On December 2, 2021, Celsion Corporation (“we,” “our,” “us,” “Celsion,” or “the Company”) received notice from The Nasdaq Stock Market (“Nasdaq”) that the closing bid price for our common stock had been below $1.00 per share for the previous 30 consecutive business days, and that we are therefore not in compliance with the minimum bid price requirement for continued inclusion on The Nasdaq Capital Market under Nasdaq Listing Rule 5550(a)(2) (the “Rule”).
Nasdaq’s notice has no immediate effect on the listing or trading of our common stock on The Nasdaq Capital Market.

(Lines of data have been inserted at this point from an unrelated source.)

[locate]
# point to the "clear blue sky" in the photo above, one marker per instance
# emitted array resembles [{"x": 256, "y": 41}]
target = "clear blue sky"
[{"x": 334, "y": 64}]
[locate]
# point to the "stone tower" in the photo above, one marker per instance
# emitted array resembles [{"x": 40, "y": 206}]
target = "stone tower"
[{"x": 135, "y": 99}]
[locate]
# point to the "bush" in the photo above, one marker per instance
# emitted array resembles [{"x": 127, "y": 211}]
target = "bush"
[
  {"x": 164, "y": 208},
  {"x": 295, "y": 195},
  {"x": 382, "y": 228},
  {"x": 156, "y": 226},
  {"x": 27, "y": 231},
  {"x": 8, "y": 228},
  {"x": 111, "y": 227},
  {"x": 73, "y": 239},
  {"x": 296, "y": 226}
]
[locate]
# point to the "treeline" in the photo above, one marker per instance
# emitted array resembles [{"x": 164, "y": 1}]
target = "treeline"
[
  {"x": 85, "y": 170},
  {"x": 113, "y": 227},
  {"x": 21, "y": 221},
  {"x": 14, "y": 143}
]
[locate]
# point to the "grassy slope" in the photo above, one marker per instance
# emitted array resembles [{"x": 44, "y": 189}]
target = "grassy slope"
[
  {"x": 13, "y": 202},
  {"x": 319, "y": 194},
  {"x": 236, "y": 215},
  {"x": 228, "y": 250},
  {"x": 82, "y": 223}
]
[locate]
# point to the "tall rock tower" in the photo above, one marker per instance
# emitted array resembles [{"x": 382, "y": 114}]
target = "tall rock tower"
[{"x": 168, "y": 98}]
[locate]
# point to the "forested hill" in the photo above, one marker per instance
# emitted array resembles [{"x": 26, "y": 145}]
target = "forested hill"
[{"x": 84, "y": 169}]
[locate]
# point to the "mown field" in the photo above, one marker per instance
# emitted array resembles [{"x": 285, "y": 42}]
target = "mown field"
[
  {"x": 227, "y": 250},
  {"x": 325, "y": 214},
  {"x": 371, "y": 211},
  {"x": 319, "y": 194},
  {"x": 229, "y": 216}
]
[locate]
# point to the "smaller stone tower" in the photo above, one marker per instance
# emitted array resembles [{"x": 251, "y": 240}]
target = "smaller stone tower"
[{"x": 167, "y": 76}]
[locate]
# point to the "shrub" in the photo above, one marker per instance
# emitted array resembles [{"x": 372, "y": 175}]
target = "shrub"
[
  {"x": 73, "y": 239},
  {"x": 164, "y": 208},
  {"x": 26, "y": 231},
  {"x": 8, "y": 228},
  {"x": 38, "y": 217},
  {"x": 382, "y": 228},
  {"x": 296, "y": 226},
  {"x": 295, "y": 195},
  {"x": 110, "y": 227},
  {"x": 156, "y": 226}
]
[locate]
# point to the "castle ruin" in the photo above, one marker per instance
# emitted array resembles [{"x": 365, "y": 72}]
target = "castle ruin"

The notice indicates that we will have 180 calendar days, until May 31, 2022, to regain compliance with this requirement. We can regain compliance with the $1.00 minimum bid listing requirement if the closing bid price of our common stock is at least $1.00 per share for a minimum of ten (10) consecutive business days during the 180-day compliance period. If we do not regain compliance during the initial compliance period, we may be eligible for additional time to regain compliance. To qualify, we will be required to meet the continued listing requirement for market value of our publicly held shares and all other Nasdaq initial listing standards, except the bid price requirement, and will need to provide written notice to Nasdaq of our intention to cure the deficiency during the second compliance period. If we meet these requirements, we expect that Nasdaq will grant us an additional 180 calendar days to regain compliance with the minimum bid price requirement. If it appears to Nasdaq that we will not be able to cure the deficiency, or if we are otherwise not eligible, we expect that Nasdaq will notify us that our common stock will be subject to delisting. We will have the right to appeal a determination to delist our common stock, and our common stock would remain listed on The Nasdaq Capital Market until the completion of the appeal process.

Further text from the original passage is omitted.